Sorry to any would-be Martian colonists eager to pack their bags for our nearest solar neighbor, but a new report about conditions on the Red Planet is driving home just how unsuitable for humans Mars really is: NASA has found no evidence of treats on Mars.
Looks like we won’t be leaving our pale blue dot anytime soon.
After decades of rigorous investigation into surface conditions on Mars, NASA released a report today concluding that the planet appears to be nothing more than a barren desert rock with nary a snickerdoodle or kettle cooked chip in sight. The report collates data from dozens of Martian orbital probes, stationary landers, and surface rovers, finding zero evidence of scrumptious peppermint patties or delectable fruit gushers and throwing cold water on the idea that humans might one day settle the nearby planet to fill our greedy little mouths with goodies. Particular emphasis is given to walking back a high-profile 2004 paper that suggested the presence of mouthwatering Skittles at Mars’ Meridiani Planum, with new analysis finding them to simply be unpalatable formations of the mineral hematite instead.
The findings paint a clear picture that, despite initial optimism, Mars appears to be uniquely inhospitable to the formation of treats: Sedimentary analysis shows the soil lacks critical precursor ingredients necessary to create complex treats like loaded nachos or cinnamon twist donuts, and even comparatively simple treats such as brownies were absent from orbital surveys, as were nice big glasses of milk to wash them down. Multiple drilling probes failed to discover subsurface pockets of Flamin’ Hot Cheetos, while harsh sunlight quickly melted samples of laminated dough carried by one of the rovers to assess the potential existence of flaky Danish pastries. And even if later missions were to eventually find significant deposits of naturally occuring chocolate, Martian surface temperatures almost never fall in the range for cocoa butter to form the type V crystals necessary for well-tempered chocolate with a glossy appearance and a pleasingly firm snap.
Guess Mars is just a desolate, treatless hellscape after all.
“The possibility remains that Mars may have once harbored rudimentary treats like Oreos or Cheez-Its far in the distant past, but they would certainly be too stale and tough to satisfy anyone’s cravings by now,” said Dr.
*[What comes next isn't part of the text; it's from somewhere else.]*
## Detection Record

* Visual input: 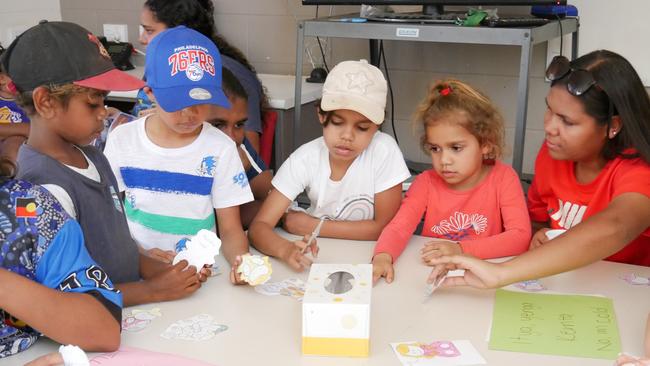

Helen Vanderberg, one of NASA’s leading experts on treats. “Based on these findings, we’re going to shift most of our focus off Mars to see instead if the subterranean oceans of Enceladus might indicate the presence of delicious saltwater taffy. Still, while many may find these results disappointing, I think it makes you appreciate just what an astronomical jackpot it is that Earth has treats in such exceptional abundance.”